Comparing Specific Performance Under The Specific Relief (Amendment) Act 2018 with the CISG and the UNIDROIT Principles: The Problems of the “Un-Common Law” in India

-Ajar Rab

The Specific Relief (Amendment) Act, 2018 expressed a clear intent to the world that India was more serious than ever about the enforcement of contracts. It took the bold step of breaking its historical chains of the common law, and like civil law jurisdictions, made specific performance the norm, rather than the exception. While this was a much-needed step, a more in-depth analysis of the concept of specific performance and the amendment, when compared with other civil law jurisdictions, the Convention on the International Sale of Goods, and the UNIDROIT International Principles of Commercial Contracts, reveals a different picture.

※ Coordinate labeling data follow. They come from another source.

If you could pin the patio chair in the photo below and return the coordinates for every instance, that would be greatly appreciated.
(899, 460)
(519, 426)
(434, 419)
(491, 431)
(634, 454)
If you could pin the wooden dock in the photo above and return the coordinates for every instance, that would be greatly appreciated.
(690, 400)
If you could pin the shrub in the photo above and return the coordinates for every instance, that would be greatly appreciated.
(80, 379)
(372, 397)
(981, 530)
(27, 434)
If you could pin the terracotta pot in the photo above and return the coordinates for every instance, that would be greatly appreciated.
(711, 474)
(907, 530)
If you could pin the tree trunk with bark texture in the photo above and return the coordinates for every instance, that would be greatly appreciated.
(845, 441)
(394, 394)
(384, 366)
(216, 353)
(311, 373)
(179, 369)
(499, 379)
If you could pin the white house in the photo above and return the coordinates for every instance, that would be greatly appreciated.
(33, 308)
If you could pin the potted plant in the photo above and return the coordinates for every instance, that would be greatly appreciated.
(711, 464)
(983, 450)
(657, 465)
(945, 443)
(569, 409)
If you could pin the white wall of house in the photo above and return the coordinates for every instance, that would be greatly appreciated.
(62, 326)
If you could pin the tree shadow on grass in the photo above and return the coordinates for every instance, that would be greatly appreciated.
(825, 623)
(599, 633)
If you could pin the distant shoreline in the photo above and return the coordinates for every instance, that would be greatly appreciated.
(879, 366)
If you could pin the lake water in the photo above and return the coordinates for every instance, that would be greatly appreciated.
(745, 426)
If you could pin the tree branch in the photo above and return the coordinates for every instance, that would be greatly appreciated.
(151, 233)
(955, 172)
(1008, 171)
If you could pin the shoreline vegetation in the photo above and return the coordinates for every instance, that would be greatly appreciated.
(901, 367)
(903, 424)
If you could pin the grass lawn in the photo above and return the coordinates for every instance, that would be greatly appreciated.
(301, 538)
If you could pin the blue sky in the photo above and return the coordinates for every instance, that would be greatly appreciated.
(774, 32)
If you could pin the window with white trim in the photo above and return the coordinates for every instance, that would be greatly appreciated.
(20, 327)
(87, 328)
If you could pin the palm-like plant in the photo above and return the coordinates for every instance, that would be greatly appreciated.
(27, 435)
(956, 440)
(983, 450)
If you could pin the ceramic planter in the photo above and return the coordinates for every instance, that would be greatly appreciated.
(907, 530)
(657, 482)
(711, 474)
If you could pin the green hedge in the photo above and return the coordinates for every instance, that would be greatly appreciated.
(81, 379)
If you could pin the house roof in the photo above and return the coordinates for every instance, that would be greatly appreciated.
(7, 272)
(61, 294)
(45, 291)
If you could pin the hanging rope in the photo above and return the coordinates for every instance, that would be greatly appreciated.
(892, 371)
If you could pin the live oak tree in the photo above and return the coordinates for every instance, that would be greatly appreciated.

In a hasty effort to raise India’s rank on the ‘ease of doing business’, India has neither completely adopted the civil law approach, nor entirely relinquished its inheritance from the common law. This created the “Un-common Law”, which creates more problems than it resolves. The paper critically analyses the amendment in light of international instruments and practice across jurisdictions to highlight the steps in the right directions, the grey areas, and the drawbacks of the amendment. It concludes that a comprehensive re-look is required in order to align the regime on specific performance with international practice.